Что же касается российских социал-демократов, находившихся как в эмиграции, так и на родине, то многие из них к Троцкому испытывали двойственное отношение. Они признавали его публицистический дар, но считали его неглубоким аналитиком, поверхностным журналистом и в то же время побаивались его острого пера. Представление об этом даёт письмо Потресова Мартову, написанное осенью 1907 г. в связи с подготовкой выпуска нового социал-демократического журнала[551]: «Не знаю, годится ли Троцкий для роли иностр[анного] корреспондента. Конечно, воспользоваться им не мешало бы, но нам нужны люди прежде всего со знанием фактических сторон европ[ейской] жизни, которые умели бы знакомить нас с этими фактами, не потеряли бы почву под ногами. А Троцкий и Луначарский — это всё-таки более или менее занятное hors-d'oeuvre[552], которое можно напечатать время от времени, но которым нельзя поручить роль информаторов…[553] А Троцкого оставим на закуску»[554].
В то же время Мартов чуть ли не жаловался Потресову: «Троцкий и другие в Neue Zeit безобразно нас задевают». А в связи с тем, что его «обругали» в ряде изданий за статью с критикой Каутского, Мартов скорбно добавлял: «Но мне предстоит, кажется, ещё быть обруганным Троцким, если судить по беседе с ним во время его пребывания в Париже»[555].
Троцкий устанавливал связи не только с социал-демократами, но и с другими российскими эмигрантскими течениями. Он контактировал с русской Тургеневской библиотекой-читальней в Париже, основанной ещё в 1875 г. И.С. Тургеневым при содействии певицы Полины Виардо и известного деятеля освободительного движения Г.А. Лопатина, и стал её постоянным подписчиком[556].
В октябре 1907 г. Троцкий переселился в столицу Австро-Венгрии Вену, которая своим свободным духом, культурным и научным новаторством, характером социалистического движения была значительно ближе его ментальности, нежели тяжеловесный, холодный и чопорный Берлин, где он не мог надолго остановиться и «по полицейским причинам». Дело в том, что полицейские власти в силу обычной своей бюрократической рутины несколько затормозили выдачу Троцкому права на жительство в германской столице и он предпочёл оттуда уехать по своей воле.
Австрийская политическая жизнь по сравнению с немецкой была провинциальна и напоминала Троцкому «возню белки в колесе»[557]. Однако именно с руководящими австрийскими социалистами — Виктором Адлером, Рудольфом Гильфердингом[558], Отто Бауэром, Максом Адлером, Карлом Реннером[559] у Троцкого установились тёплые отношения.
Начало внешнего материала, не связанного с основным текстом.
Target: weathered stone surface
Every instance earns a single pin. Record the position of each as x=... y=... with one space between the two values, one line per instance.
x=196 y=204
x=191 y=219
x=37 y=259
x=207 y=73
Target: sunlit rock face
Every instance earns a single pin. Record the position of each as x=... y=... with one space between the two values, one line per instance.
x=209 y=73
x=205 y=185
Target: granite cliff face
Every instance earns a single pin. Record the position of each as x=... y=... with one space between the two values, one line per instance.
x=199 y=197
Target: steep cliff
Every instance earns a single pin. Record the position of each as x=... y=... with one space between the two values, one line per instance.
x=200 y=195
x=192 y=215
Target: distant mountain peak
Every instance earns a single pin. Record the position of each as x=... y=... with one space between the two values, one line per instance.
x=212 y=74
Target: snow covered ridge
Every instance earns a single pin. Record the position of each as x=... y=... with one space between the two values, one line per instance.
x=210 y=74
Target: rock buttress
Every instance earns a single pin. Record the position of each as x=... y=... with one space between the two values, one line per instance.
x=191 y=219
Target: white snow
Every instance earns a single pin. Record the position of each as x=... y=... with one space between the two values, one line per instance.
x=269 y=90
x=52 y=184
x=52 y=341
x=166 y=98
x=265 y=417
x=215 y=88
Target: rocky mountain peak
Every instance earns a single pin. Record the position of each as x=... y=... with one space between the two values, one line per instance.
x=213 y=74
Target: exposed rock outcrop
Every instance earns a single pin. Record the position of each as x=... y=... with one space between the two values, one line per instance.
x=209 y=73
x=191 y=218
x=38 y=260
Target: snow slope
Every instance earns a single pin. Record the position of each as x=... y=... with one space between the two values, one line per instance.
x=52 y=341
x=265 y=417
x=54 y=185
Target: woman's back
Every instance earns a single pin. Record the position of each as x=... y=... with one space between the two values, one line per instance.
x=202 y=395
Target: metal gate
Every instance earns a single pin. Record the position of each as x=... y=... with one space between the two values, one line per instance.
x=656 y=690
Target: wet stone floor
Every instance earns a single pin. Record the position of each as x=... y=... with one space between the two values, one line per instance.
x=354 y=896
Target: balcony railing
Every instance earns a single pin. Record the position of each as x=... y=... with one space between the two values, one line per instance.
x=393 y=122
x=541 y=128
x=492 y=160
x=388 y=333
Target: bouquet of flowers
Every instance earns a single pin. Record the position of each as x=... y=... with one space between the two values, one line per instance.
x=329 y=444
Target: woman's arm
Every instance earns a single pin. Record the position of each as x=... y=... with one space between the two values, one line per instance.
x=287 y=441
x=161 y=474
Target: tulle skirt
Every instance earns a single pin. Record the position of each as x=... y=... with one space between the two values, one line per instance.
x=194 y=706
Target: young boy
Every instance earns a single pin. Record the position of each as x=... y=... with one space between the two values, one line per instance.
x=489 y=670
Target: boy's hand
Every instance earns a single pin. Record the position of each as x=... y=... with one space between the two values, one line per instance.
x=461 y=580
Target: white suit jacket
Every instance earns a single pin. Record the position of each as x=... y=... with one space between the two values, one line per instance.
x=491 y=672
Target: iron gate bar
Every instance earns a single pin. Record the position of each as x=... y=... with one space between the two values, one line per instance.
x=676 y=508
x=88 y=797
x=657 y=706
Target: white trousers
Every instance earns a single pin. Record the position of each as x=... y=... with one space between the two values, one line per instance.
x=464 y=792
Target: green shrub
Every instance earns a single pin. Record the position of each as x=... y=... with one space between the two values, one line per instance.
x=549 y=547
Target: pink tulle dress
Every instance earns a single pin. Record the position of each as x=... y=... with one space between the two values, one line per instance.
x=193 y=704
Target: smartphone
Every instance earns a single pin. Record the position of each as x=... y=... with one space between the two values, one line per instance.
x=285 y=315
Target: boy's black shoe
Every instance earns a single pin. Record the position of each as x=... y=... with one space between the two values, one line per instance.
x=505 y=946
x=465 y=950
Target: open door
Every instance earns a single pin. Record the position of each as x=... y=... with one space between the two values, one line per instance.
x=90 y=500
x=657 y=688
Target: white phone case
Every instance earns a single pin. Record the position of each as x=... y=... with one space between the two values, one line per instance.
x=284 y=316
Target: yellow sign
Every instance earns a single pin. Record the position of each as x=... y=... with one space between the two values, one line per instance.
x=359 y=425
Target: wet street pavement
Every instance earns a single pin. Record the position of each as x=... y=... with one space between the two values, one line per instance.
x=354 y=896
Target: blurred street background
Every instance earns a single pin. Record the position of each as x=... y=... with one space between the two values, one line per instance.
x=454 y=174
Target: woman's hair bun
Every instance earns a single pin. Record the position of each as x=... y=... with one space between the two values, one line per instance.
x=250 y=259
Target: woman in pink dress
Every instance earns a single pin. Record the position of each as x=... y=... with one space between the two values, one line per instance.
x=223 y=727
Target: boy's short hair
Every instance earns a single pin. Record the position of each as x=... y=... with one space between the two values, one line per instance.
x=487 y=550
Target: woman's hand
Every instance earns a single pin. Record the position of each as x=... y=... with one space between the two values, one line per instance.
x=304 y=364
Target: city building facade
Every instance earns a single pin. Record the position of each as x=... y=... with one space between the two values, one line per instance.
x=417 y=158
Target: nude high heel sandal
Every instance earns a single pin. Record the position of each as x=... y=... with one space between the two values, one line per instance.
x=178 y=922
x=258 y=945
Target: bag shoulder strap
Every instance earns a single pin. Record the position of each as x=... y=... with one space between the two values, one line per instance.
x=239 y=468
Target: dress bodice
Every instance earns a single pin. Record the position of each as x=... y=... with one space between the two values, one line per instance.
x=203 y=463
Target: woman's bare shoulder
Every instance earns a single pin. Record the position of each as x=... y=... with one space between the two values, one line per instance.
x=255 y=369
Троцкие могли теперь позволить себе иметь няню. Сын Лёва первоначально оставался в Петербурге у родных, но в октябре 1907 г. Наталья поехала в российскую столицу и возвратилась в Австрию уже с ребёнком. Воссоединившаяся семья поселилась в пригороде Вены Хюттельдорфе. Снятая квартира не была особенно дорогой, но по тогдашним австрийским стандартам считалась удобной и, главное, находилась в зелёном спокойном районе, в предгорьях Австрийских Альп. До горных склонов можно было добраться на местном транспорте, чем Лев и Наталья пользовались, стремясь не отказываться от обыденных радостей жизни. Здесь в 1908 г. родился второй сын — Сергей. Оба сына были крещены в Вене по лютеранскому обряду.
Троцкий объяснял это тем, что по австрийскому законодательству дети до 14 лет должны были в школе посещать уроки по религии своих родителей. Открытая демонстрация атеизма могла повредить детям. Иудейство сочтено было чрезмерно суровой и требовательной религией. Родители, считавшие любую церковь и любую религию обузой, пришли к выводу, что лютеранство — самая необременительная вера. Любопытно, что старшему сыну понравились обряды лютеранства. Однажды поздно вечером родители неожиданно услышали, что ребёнок бормотал что-то во сне. Оказалось, ему приснилось, что он читал молитву, которую услышал в школе. На следующий день он сказал отцу: «Знаешь, молитвы бывают очень хорошенькие, как стихи»[560].